There is no bar to recognition of a marriage that is in fact monogamous where the only objection is the system of law under which the couple married would permit more than one marriage, she found.

It can be presumed a significant number of the estimated 60,000 Muslims living here were married under a law that permits polygamy, she said. It seemed most of those are living monogamously with not many instances of actually polygamous households and refusal to recognise what are de facto monogamous marriages could cause “distress, confusion and disruption” to a significant number of people living here.

Recognition should be afforded as of the date of inception of the man’s first marriage and should not be withdrawn in the event of a second or subsequent marriage by him, she held.

The man was entitled to a declaration his marriage to his first wife was valid as of the date of its inception, she ruled.

While taking the view the man’s second marriage is not valid under Irish law while his first marriage subsists, that did not necessarily mean such a marriage “can never have legal consequences here”.

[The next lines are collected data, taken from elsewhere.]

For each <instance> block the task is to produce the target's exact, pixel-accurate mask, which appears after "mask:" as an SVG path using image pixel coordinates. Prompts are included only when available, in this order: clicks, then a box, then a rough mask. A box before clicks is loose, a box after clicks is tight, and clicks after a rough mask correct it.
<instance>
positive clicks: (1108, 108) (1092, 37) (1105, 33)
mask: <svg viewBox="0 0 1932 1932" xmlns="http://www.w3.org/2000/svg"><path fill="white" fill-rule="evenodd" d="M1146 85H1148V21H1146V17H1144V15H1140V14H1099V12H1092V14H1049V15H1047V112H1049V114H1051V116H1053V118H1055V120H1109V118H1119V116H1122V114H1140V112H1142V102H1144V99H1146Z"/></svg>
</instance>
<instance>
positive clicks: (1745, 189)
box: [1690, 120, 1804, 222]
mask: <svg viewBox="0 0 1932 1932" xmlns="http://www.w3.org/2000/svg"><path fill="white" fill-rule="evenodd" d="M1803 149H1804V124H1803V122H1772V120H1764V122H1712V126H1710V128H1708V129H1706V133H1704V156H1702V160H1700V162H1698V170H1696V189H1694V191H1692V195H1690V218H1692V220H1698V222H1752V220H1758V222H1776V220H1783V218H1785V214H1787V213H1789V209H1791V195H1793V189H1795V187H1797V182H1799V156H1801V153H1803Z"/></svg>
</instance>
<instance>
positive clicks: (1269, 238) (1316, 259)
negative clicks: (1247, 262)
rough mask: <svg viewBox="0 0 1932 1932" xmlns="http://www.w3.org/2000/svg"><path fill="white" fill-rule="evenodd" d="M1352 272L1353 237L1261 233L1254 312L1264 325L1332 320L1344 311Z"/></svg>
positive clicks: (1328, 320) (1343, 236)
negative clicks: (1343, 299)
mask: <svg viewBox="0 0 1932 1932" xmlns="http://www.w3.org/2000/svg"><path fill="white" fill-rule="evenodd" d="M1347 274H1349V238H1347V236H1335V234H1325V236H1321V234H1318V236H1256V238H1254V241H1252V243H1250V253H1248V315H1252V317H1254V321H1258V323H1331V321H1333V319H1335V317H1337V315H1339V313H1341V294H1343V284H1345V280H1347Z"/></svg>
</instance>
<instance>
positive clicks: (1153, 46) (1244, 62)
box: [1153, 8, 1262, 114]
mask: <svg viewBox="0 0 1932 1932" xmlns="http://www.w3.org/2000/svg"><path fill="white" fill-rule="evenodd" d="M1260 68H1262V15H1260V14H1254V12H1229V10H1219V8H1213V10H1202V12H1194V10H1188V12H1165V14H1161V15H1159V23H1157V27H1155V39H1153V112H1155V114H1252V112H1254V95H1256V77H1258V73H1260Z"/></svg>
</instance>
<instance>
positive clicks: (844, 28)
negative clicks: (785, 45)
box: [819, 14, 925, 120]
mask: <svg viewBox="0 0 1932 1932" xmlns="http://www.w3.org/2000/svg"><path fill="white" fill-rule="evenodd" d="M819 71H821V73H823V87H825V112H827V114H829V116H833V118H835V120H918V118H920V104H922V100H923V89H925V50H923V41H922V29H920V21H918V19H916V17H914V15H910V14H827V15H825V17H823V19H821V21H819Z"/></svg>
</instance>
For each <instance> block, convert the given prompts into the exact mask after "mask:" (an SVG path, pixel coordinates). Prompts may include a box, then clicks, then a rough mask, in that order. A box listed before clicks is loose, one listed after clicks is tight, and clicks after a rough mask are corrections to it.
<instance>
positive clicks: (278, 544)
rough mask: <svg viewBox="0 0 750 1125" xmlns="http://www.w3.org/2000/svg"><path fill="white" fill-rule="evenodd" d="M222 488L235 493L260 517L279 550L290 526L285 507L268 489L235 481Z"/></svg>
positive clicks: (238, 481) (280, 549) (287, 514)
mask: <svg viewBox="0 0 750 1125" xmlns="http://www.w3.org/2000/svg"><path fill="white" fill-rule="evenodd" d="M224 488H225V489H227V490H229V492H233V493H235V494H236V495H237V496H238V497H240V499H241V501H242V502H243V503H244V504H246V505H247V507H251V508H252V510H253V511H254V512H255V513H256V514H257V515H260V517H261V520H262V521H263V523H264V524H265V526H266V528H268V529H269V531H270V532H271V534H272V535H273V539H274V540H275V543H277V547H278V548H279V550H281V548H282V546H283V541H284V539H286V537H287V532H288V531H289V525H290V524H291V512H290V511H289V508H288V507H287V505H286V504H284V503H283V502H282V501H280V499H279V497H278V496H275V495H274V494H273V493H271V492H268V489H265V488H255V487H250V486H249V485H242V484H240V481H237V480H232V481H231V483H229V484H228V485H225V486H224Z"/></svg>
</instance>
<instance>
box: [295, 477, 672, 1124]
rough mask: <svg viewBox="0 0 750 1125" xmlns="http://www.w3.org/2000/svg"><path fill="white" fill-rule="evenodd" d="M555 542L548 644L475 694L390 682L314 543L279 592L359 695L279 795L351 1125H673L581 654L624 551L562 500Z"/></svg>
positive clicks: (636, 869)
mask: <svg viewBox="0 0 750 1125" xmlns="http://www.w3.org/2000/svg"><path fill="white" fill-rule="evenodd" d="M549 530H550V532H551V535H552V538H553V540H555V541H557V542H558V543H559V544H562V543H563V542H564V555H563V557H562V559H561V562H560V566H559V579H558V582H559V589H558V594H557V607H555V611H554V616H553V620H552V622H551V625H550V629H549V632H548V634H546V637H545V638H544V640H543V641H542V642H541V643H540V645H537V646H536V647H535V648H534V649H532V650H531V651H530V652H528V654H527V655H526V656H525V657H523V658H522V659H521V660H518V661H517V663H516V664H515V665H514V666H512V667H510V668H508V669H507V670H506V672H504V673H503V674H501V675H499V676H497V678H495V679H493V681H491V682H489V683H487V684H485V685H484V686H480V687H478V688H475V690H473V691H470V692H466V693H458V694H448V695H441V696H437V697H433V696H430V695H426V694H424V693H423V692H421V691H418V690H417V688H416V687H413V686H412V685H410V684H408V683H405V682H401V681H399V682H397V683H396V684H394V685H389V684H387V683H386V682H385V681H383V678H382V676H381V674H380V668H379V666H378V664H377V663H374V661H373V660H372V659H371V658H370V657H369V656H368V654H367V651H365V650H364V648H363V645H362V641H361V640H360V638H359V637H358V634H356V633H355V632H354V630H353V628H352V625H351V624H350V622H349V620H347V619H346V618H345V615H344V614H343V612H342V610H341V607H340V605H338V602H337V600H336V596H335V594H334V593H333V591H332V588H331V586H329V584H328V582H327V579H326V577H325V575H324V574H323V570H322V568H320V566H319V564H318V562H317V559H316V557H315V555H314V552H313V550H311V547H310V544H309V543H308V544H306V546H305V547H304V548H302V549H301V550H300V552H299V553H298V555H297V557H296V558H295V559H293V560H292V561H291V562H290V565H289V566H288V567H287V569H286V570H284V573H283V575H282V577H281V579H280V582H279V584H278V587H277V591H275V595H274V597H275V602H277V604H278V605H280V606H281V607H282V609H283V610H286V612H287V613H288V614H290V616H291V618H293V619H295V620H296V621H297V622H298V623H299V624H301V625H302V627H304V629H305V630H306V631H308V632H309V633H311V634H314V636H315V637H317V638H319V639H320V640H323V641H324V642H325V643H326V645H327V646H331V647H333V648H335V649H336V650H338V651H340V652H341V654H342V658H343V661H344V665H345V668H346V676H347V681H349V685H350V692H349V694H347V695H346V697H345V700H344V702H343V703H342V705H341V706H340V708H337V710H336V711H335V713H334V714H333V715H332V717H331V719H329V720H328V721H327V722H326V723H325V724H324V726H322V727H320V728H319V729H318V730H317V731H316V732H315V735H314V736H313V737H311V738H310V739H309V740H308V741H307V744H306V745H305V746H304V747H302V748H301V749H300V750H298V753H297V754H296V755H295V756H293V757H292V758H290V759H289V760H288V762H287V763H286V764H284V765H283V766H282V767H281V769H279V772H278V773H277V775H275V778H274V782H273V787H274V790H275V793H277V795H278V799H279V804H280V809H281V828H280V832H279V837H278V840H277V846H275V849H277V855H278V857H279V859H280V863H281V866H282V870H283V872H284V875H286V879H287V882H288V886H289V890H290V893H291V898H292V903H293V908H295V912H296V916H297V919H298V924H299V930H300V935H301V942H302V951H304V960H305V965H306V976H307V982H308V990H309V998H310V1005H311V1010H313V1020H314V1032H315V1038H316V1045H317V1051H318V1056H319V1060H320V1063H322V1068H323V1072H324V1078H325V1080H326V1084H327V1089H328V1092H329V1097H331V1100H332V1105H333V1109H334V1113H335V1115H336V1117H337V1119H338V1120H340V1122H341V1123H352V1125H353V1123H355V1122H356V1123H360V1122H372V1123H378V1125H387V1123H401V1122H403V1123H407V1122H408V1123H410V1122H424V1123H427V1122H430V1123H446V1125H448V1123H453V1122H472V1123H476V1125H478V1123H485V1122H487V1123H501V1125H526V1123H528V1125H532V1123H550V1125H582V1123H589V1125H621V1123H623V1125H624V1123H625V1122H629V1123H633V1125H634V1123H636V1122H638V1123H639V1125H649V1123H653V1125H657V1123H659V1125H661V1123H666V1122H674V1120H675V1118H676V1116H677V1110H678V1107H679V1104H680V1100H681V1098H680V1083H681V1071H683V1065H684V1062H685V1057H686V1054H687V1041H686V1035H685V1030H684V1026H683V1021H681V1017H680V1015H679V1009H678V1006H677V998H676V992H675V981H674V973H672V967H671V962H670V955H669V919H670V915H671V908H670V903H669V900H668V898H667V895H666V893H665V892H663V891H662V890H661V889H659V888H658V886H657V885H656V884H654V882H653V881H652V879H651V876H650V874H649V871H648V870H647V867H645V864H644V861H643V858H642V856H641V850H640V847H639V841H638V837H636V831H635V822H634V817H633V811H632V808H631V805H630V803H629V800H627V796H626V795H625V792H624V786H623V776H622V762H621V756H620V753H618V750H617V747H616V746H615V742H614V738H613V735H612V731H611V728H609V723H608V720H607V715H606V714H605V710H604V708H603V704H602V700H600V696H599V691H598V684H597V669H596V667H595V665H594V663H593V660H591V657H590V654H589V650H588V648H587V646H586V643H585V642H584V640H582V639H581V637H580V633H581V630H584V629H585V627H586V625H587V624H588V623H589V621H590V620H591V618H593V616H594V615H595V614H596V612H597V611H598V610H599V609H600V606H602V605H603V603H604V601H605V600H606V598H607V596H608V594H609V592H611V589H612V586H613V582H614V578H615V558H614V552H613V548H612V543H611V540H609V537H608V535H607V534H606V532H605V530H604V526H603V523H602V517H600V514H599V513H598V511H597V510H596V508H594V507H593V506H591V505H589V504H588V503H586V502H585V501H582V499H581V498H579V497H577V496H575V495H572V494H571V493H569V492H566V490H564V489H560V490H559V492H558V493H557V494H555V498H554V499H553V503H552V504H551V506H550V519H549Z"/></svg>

Public policy, she said, changes over time. While the State appeared to have previously permitted refugees with more than one wife choose which wife they wanted to join them, and to have then treated that marriage as monogamous, that policy had changed in light of court judgments and applications received and the attitude now was neither wife would be admitted.

The State had conceded during the appeal a “more nuanced position” might be adopted concerning potentially polygamous marriages, she noted.

The now 64-year-old man, while living in Lebanon, married his first wife in 1975 and his second in 1988 and has children with both. Under Lebanese law, a man can have up to four wives.

He came here in 1998, got refugee status here in 2000 and in 2002 became an Irish citizen. Having got refugee status, he applied under family reunification provisions for his second wife to join him and she was permitted do so in 2001 with their children on the express basis she was his wife. She is now an Irish citizen.

After getting Irish citizenship in 2002, he applied to have his first wife also admitted here and took High Court proceedings after the Minister for Justice refused. His first wife came here in 2006 seeking asylum and was refused, but later got permission to remain.

After the High Court refused recognition of his first marriage, he appealed to the Supreme Court. Both wives supported the appeal.

Ms Justice O’Malley said, while the Attorney General had said it was unlikely any step would be taken now to remove the first wife from the State, the issue of her status was “clearly not moot”.

Public policy changes over time and she considered various factors should contribute to a decision made on public policy grounds, including obligations under EU and international law.